Still, for any conservative fan of this series, there must
always be the problem of the Legend of The Adventures of Robin
Hood. Not the original legend of “Bold Robin” based on English
ballads, but the (factual) political legend of how the show came to
be written.
Producer Hannah Weinstein was an avowed leftist, and made
a point of hiring expatriate American writers, notably several
members of the Hollywood Ten, like Ring Lardner, Jr. These writers,
living in England where the show was filmed, worked under
pseudonyms. They were happy to relate, in later years, how they
managed to smuggle redistributionist propaganda into American homes
during the Eisenhower years.
All true.
And yet, my own impression is that — at least a lot of
the time — the stories they wrote did not bear out their
principles nearly so well as they thought.
The very first episode, “The Coming of Robin Hood,” tells
how Robin of Locksley — no member of the proletariat, but lord of
an estate — comes home to find his property unjustly confiscated
by the authorities. His resistance to this injustice makes him an
outlaw, and much is made of the fact that the government has no
right to steal private property.
That’s not what I’d call a good start for a series
promoting Collectivism.
An episode called “The Salt King” in Season Three concerns
a nobleman who holds a monopoly on the sale of salt in
Nottinghamshire. His underhanded scheme to decrease supplies and
raise prices is the stuff that Progressive propaganda is made of,
I’ll admit. But, interestingly, the solution Robin and his friends
come up with involves not the nationalization of the salt wells,
but the threat of competition, when the individual landowners
convince the monopolist that they’ve found salt on their own
lands.
Another interesting episode from Season Three is “One
Man’s Meat,” in which a nobleman with nutritional theories tries to
force his servants and serfs to live on a miracle diet composed of
nuts and roots. Modern leftists, many of whom are vegetarians, will
probably be distressed to see Robin smuggling meat in to the
suffering castle occupants. He then proves by means of a blind
study (apparently having invented modern science single-handedly)
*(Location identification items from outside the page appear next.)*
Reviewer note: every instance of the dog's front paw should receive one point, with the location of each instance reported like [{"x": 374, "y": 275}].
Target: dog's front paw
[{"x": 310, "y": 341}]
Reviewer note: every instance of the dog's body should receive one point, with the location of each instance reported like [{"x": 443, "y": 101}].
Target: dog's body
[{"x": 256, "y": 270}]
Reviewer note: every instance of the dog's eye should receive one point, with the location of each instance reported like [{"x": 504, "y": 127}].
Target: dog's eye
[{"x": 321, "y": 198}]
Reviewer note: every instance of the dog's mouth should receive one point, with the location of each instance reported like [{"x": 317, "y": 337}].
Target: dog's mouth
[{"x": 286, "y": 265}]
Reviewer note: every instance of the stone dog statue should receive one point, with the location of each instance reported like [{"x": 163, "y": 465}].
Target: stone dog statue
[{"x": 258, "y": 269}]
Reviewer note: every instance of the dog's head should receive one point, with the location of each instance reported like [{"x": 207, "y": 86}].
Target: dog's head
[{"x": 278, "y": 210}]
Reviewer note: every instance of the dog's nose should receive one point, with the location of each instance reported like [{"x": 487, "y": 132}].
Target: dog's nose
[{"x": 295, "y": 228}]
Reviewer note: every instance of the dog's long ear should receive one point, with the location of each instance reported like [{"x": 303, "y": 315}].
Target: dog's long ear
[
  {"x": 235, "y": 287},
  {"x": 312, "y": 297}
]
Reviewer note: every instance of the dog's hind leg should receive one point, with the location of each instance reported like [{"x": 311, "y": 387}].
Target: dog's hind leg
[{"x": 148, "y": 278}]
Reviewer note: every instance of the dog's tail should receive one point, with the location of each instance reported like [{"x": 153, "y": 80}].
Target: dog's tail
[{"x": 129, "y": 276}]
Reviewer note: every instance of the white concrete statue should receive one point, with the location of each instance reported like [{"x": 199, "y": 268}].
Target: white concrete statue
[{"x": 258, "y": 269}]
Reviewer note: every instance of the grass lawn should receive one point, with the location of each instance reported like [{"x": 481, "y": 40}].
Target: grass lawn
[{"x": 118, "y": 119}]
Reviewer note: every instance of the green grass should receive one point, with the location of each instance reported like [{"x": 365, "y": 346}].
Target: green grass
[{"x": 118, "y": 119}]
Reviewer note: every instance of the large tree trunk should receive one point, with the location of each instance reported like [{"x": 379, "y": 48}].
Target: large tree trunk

that the nobleman’s food is healthy for pigs.
And what kind of government is more likely to force
dietary laws on its citizens, anyway? Capitalist or
Communist?
An episode called “The Minstrel,” also in Season Three,
certainly sprang from the deepest hearts of the blacklisted
American writers. A minstrel composes a song making fun of the
Sheriff. The Sheriff, concerned that the city look good for an
upcoming visit by Prince John, outlaws all singing. Obviously this
is a poke at the United States, which had imprisoned some of them
(though technically they didn’t go to jail for what they’d written,
but for refusing to reveal Communist connections).
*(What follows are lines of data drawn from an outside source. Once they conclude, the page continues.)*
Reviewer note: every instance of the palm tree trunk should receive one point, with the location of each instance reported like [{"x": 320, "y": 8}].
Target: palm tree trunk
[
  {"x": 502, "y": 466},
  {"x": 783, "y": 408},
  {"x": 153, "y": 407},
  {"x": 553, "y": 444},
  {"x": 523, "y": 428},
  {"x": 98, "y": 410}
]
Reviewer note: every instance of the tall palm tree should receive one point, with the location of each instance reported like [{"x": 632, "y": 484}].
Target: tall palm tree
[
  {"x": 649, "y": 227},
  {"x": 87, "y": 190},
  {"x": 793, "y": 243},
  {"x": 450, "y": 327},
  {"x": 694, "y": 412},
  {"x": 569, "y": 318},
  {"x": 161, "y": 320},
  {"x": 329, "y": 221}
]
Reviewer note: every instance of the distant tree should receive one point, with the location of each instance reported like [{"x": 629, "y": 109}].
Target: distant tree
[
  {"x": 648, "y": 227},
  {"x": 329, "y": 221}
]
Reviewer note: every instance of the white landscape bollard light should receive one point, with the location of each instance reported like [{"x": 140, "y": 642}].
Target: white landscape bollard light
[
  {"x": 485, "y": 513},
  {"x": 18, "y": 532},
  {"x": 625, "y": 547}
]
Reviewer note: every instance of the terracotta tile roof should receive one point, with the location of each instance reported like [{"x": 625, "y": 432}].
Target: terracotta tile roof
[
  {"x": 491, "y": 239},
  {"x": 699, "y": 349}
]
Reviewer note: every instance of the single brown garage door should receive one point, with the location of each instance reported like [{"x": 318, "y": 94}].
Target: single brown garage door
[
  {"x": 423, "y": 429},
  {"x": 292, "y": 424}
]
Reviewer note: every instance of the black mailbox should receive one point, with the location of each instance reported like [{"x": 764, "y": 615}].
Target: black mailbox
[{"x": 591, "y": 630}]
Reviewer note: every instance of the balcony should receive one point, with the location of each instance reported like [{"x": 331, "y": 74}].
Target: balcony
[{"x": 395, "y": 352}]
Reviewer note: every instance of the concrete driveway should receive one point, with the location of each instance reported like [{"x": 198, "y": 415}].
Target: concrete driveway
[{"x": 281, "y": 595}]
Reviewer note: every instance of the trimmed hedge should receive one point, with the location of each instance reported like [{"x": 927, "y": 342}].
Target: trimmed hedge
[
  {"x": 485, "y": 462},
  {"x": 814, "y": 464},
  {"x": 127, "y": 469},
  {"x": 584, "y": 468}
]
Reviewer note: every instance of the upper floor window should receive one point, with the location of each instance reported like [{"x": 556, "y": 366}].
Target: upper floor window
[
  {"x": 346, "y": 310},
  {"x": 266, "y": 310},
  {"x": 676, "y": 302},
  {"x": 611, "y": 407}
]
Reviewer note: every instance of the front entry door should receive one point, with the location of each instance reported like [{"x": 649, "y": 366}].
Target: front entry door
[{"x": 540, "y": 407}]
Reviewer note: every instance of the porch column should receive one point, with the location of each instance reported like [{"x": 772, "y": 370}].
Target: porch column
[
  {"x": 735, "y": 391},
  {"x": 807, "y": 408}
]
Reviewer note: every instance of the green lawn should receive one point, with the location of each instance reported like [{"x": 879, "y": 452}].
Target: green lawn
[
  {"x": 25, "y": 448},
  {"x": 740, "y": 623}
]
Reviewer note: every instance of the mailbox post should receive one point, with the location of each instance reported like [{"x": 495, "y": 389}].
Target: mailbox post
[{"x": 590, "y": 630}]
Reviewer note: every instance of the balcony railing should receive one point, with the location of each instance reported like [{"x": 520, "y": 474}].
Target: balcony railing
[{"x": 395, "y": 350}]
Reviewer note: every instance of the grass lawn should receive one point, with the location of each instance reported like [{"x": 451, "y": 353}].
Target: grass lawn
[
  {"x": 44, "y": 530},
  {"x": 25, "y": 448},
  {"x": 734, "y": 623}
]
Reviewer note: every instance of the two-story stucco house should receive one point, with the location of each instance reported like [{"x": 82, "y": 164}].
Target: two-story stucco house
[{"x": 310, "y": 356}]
Yes, yes. I see the point.
And yet, if you were to look for a country that sent
people to prison (and even put them to death) for the content of
their writings, wouldn’t the most obvious parallel be a certain
world power located to the east?
A similar episode, “The Doctor,” from the same season,
involves a principled physician who is threatened with a show trial
(sentence predetermined) for the crime of treating Little
John.
I take the point, of course. Still, it seems to me that
while the Hollywood Ten’s treatment by the House Committee on
Un-American Activities may not have been the high point of American
constitutional jurisprudence, there was another world power whose
show trials were far more brutal, and whose victims generally ended
up dead, not living comfortably abroad, writing television
scripts.
All in all it seems to me that The Adventures of Robin
Hood wasn’t nearly the propaganda engine the writers wanted it
to be. The reason, I think, is simple. Good writing mirrors real
life. And real life is essentially conservative. These writers were
too good to really try to impose Marxist principles on their
stories.
Another notable element, through the entire run of the
series, is its treatment of the Roman Catholic Church.
Although in the ballads Robin Hood was always a faithful
Christian, his relationship with churchmen was ambivalent. His
alliance with Friar Tuck notwithstanding, “fat abbots,” who were
also feudal lords, were frequent victims of the Sherwood
robbers.
But in this series, churchmen are always friends to the
people, and the church promotes liberty 100% of the
time.
No doubt this was due to the broadcast standards of
English television in those days. Criticism of Christianity was not
permitted, particularly in children’s fare. The Communist, atheist
writers must have chafed under that restriction, but they bit their
tongues and wrote as they were told.
Because if there’s one thing Communists are good at, it’s
obeying government orders.
As long as it isn’t the United States government, under
Republicans.
I will admit, though, that my set of DVDs does live up to
the standards of the Soviet Union in one important
respect.
They’re shoddily manufactured. Half the episodes on the
last three discs are garbled and unwatchable.
The spirit of the Revolution lives on.